"Make haste," said the latter, impatiently: "we won't have a bit of time to play."

Daisy did not move, but stood with rising color, trying to make up her mind to speak.

"Oh! you disobliging thing!" said Violet, and she ran for the book.

"Oh! don't," said Daisy, as Violet came back and stooped to put the Bible on the footstool; "I didn't mean to be disobliging, but we ought not to use the Bible to play with."

"Pooh!" said Violet: "Lily's little feet won't hurt it. It's all worn out, any way. The cover is real shabby."

"I didn't mean that," answered Daisy; "I meant because it is God's book, and we ought to treat it very carefully."

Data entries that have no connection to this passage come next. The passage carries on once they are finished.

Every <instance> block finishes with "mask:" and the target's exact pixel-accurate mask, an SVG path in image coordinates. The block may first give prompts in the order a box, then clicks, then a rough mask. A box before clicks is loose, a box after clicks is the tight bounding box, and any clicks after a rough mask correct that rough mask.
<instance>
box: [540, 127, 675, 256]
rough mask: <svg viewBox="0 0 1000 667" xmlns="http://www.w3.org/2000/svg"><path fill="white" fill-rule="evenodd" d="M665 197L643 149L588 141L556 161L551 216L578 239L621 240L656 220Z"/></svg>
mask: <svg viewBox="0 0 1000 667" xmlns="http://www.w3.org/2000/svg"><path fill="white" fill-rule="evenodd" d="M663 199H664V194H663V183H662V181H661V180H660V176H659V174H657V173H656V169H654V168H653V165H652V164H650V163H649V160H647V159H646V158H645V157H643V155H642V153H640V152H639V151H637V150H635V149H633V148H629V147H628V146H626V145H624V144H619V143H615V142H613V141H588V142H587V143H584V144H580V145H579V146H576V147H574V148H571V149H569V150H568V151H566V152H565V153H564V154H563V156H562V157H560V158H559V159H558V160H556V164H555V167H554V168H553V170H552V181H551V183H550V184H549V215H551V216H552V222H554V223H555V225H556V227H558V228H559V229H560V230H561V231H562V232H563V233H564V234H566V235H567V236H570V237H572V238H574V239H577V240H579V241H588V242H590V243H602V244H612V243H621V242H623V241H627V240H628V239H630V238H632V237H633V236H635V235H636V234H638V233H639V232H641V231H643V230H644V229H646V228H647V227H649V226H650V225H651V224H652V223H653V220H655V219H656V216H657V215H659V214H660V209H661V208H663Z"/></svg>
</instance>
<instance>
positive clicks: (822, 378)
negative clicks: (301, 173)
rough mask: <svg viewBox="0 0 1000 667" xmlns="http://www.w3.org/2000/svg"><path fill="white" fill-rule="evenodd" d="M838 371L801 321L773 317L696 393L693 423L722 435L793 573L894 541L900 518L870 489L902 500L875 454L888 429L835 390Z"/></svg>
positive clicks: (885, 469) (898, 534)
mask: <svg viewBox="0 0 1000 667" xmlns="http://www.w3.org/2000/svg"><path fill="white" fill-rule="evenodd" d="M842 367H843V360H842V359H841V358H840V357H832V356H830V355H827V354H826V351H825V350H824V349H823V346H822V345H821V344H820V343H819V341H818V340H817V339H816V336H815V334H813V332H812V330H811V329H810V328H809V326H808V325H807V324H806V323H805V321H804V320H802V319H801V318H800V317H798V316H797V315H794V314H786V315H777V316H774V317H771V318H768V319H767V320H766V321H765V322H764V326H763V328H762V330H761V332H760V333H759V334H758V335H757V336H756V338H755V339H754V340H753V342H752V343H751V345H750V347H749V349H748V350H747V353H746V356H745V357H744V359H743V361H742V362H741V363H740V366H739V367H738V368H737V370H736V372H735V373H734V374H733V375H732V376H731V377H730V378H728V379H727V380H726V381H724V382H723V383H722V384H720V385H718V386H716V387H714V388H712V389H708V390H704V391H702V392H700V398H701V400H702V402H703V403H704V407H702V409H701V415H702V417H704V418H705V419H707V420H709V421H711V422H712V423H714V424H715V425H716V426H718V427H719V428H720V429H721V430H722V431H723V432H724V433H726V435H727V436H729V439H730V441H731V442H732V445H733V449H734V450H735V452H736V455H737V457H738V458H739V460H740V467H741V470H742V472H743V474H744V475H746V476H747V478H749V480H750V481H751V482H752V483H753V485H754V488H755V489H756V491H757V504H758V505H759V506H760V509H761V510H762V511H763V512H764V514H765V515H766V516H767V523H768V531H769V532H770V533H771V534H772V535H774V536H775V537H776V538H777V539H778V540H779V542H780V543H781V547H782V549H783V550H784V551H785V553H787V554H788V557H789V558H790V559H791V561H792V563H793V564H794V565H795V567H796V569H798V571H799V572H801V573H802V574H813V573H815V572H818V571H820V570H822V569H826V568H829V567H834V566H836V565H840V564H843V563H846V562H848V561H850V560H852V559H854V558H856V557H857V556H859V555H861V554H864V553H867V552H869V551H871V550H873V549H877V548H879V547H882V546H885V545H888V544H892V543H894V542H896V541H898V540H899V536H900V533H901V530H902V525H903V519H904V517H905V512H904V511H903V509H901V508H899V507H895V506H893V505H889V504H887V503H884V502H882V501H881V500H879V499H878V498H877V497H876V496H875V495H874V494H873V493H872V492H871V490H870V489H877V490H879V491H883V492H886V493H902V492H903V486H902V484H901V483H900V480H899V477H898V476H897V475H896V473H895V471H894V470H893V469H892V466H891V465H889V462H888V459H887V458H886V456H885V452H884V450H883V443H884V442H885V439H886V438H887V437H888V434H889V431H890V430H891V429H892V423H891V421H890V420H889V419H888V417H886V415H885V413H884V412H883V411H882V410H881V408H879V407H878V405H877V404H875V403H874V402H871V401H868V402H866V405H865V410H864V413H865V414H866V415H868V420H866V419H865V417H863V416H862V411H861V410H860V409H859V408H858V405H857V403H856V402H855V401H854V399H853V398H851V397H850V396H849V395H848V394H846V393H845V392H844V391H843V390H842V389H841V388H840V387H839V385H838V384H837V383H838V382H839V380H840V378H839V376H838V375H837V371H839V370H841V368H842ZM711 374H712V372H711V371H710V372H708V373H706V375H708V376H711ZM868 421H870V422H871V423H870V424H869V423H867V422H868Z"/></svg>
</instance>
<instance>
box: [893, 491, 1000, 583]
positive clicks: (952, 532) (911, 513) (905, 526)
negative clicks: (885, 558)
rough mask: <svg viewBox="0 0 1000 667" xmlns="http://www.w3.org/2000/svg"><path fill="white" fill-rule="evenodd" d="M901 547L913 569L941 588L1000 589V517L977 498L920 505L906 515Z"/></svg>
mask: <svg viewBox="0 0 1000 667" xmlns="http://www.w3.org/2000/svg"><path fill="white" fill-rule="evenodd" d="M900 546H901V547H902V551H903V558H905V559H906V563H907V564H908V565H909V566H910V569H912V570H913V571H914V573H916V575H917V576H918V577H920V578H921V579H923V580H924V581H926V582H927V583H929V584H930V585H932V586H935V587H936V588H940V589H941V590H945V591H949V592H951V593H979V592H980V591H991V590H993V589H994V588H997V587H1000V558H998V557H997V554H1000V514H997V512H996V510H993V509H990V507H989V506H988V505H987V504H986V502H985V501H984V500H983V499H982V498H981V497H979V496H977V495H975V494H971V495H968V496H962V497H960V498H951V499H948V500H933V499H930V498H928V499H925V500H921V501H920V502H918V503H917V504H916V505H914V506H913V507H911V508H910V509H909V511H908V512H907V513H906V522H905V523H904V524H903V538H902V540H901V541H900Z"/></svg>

"Oh, fiddle! How awfully particular you are, Daisy!" said Minnie Grey. "Why, girls, do you know, the other day, when I was playing paper-dolls with her and I turned up a Bible to make the side of a house, she took it away, and when I put it back again 'cause it stood up better than the other books, she said she wouldn't play if I did so with the Bible."

"I s'pose Daisy would call that 'taking God's name in vain,'" said another, half reproachfully; "wouldn't you, Daisy?"

"I think it is something the same," answered Daisy, feeling as if all the others were finding fault with her and thinking her "awfully particular," a crime which no little girl likes to have laid to her charge.

"I don't see how," said Lola. "I know we ought not to play with the Bible; but I don't see how it is taking God's name in vain."